The palm is an elegant plant, and is popular for growing indoors, requiring little light. Out of doors, it prefers a tropical region but will also grow in a cooler climate, and can tolerate temperatures down to -5 °C, but only for a few hours; normal temperatures should not go below 10 °C. It grows readily outside in areas such as southern Australia and northern New Zealand, where it is fairly common in private gardens or as a street tree.

In the Northern Hemisphere, it can be grown as far north as southwest England, and grows well in the south of Spain and the southern United States, and will bear flowers and fruit. The coasts of the southeastern Azores and Madeira offer climates similar to its original habitat. It is slow growing, but will eventually reach heights of 6 to 18 metres. Under natural conditions, it grows as a solitary tree. Germination of the seeds is erratic.

The closely related Belmore sentry palm (Howea belmoreana), also endemic on Lord Howe Island, is a smaller species to 7 metres tall, found mainly as an understorey plant in moist forests.

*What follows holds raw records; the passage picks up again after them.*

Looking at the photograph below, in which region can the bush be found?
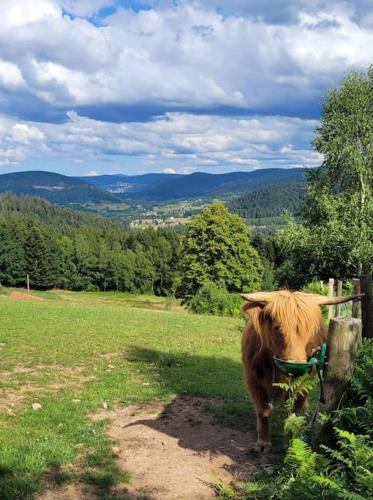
[188,283,242,316]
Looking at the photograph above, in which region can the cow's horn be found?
[241,292,274,304]
[317,293,364,306]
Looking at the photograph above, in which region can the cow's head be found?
[242,290,361,363]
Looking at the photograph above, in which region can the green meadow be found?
[0,289,251,499]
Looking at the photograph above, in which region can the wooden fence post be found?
[311,318,361,449]
[360,275,373,338]
[335,280,343,318]
[352,278,360,318]
[328,278,334,319]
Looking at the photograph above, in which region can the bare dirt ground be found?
[41,397,278,500]
[9,292,44,302]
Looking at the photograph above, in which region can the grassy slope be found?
[0,292,250,499]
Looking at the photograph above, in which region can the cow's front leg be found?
[246,370,272,453]
[255,401,272,453]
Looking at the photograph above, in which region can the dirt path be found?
[42,397,276,500]
[98,397,268,500]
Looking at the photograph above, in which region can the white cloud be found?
[0,0,373,172]
[0,112,320,175]
[0,0,373,112]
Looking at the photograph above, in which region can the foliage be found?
[178,204,263,302]
[278,66,373,286]
[273,373,318,416]
[227,182,304,219]
[0,194,180,295]
[188,283,242,316]
[0,291,250,500]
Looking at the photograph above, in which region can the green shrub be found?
[188,282,242,316]
[236,340,373,500]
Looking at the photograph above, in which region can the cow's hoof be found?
[255,440,272,454]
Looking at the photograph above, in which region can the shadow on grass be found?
[126,347,255,431]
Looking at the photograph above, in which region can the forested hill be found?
[0,193,113,234]
[227,182,305,219]
[0,190,180,294]
[122,168,305,200]
[79,168,304,201]
[0,171,119,205]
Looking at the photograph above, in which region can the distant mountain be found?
[0,171,121,205]
[76,174,183,197]
[129,168,304,200]
[227,182,305,219]
[79,168,304,201]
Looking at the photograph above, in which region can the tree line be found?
[0,194,180,295]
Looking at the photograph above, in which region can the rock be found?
[263,466,275,476]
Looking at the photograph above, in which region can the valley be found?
[0,168,304,232]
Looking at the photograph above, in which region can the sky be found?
[0,0,373,175]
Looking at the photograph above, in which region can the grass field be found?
[0,289,250,499]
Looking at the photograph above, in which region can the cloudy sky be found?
[0,0,373,174]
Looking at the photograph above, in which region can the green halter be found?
[273,343,326,403]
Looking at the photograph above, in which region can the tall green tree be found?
[279,66,373,286]
[178,204,263,301]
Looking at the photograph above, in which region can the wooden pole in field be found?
[311,318,362,449]
[360,275,373,338]
[352,278,360,318]
[328,278,334,319]
[335,280,343,318]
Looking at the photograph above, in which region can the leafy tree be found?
[279,66,373,286]
[0,217,26,286]
[178,204,263,301]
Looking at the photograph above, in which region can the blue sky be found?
[0,0,373,175]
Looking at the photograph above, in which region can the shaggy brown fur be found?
[242,290,327,451]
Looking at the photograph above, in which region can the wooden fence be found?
[320,276,373,338]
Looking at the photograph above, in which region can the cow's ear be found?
[241,292,275,307]
[316,293,364,306]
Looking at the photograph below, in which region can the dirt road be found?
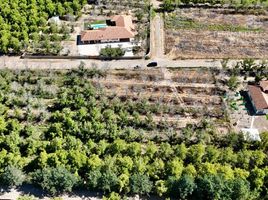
[0,56,221,69]
[150,13,164,59]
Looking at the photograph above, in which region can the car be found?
[147,62,157,67]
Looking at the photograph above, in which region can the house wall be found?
[77,42,141,56]
[247,92,268,115]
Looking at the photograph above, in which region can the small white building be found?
[78,15,137,56]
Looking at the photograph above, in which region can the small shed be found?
[241,128,261,141]
[48,16,62,26]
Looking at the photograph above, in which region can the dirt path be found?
[151,13,164,59]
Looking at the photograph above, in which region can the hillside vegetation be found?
[0,0,87,53]
[0,67,268,199]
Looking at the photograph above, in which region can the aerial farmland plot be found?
[92,68,228,137]
[165,8,268,59]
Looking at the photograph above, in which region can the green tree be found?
[0,165,25,187]
[100,45,125,59]
[169,175,196,199]
[33,167,78,194]
[17,195,37,200]
[130,174,153,194]
[227,76,239,90]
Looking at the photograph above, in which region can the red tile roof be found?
[81,15,134,42]
[81,26,134,41]
[260,81,268,92]
[248,85,268,110]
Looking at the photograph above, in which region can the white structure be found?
[78,15,140,56]
[241,116,261,141]
[48,16,61,26]
[78,42,139,56]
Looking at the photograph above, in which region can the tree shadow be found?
[17,184,46,199]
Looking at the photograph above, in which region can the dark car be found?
[147,62,157,67]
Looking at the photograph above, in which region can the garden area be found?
[0,67,268,199]
[165,8,268,59]
[83,0,150,56]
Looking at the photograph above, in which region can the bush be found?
[130,174,153,194]
[33,167,78,195]
[17,195,36,200]
[100,46,125,58]
[1,166,25,187]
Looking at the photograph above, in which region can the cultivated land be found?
[93,68,228,137]
[165,8,268,59]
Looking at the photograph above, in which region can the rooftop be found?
[81,15,134,41]
[260,80,268,92]
[248,85,268,110]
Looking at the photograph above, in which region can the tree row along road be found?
[0,56,221,69]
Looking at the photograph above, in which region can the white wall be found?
[78,42,140,56]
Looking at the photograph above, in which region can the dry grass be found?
[165,9,268,59]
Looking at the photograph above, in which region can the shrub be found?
[100,46,125,58]
[33,167,78,195]
[1,166,25,187]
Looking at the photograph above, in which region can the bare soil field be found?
[165,8,268,60]
[92,69,228,132]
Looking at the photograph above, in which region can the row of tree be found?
[0,0,87,53]
[0,67,268,199]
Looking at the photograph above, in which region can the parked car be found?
[147,62,157,67]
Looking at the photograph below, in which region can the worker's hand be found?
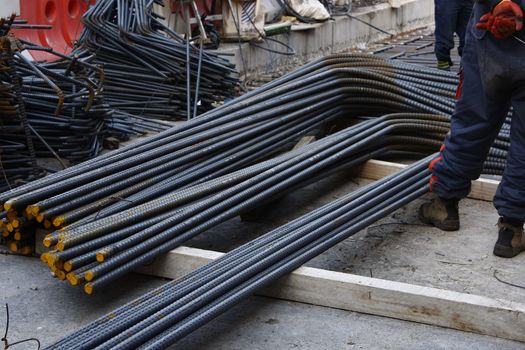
[476,0,523,39]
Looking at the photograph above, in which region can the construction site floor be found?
[0,168,525,349]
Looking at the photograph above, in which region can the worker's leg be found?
[432,27,510,199]
[456,0,474,56]
[494,86,525,222]
[494,91,525,258]
[419,5,511,230]
[434,0,461,69]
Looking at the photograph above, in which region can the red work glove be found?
[476,0,523,39]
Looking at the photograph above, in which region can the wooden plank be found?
[353,159,499,201]
[139,247,525,342]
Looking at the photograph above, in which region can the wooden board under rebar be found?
[354,160,499,201]
[139,247,525,342]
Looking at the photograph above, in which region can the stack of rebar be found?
[48,153,431,350]
[75,0,238,120]
[0,55,508,284]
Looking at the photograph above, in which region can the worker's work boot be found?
[419,196,459,231]
[494,218,525,258]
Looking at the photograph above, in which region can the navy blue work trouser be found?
[432,0,525,221]
[434,0,474,62]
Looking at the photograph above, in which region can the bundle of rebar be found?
[75,0,237,120]
[0,55,508,284]
[44,144,496,350]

A potted Kentia palm sold in modern-day garden centers generally does not consist of one palm but two to five, planted in clusters as seedlings to give the plant a shrubbier look. They remain relatively expensive to purchase, because the export of seeds from Lord Howe Island is strictly controlled, the germination rate for seeds is low, and the plant is a slow grower, requiring years of nurturing to reach saleable size. In Europe Kentias are primarily nursery-grown in Holland and then sold throughout the continent. They are more popular, less expensive, and easier to purchase in European countries than they are in the United States, where much of the commercial growing is done in Hawaii before plants are brought to the mainland.

===Care===
As potted plants Kentias are fairly tolerant of neglect: they can withstand low-light conditions, low humidity, infrequent watering and cool temperatures. However, it is advisable to give Kentias bright, indirect light to encourage growth and a more robust appearance; Kentias placed in dark corners with little natural light tend to look leggy and grow very slowly. In the northern hemisphere, a northern or northeastern window is best, as greenhouse-grown Kentias cannot tolerate direct sun and will sunburn if placed in such an exposure.

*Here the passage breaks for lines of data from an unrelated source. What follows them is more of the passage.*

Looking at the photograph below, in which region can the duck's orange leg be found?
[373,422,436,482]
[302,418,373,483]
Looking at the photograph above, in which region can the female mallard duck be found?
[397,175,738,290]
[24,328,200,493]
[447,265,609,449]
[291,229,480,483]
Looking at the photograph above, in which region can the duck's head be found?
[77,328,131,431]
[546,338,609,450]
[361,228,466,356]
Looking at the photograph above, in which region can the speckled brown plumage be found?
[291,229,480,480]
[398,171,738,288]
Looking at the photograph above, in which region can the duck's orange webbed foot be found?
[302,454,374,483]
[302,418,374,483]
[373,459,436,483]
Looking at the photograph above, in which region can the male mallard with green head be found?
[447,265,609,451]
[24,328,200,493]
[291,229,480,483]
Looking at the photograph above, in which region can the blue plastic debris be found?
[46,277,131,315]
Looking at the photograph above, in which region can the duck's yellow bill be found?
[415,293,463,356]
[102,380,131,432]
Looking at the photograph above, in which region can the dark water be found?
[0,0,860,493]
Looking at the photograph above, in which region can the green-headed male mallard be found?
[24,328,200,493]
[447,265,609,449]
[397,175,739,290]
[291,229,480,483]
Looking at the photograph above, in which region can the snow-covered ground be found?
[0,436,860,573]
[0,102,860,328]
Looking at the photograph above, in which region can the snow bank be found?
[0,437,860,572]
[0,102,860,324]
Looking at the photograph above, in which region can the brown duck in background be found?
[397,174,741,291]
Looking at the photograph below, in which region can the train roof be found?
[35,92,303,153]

The roots are very sensitive to disturbance, so gardeners should only repot Kentias after they have become extremely root bound in their existing pot, and even then should take special care. They appreciate regular water but should be allowed to dry out between waterings. Overwatering, or allowing the roots to sit in water, can induce root rot and kill the palm. An indoor houseplant fertilizer should be applied regularly in the spring and summer to encourage growth.

If used indoors, the fronds should be misted three times a week with rainwater to raise the humidity levels and keep the fronds looking green and healthy.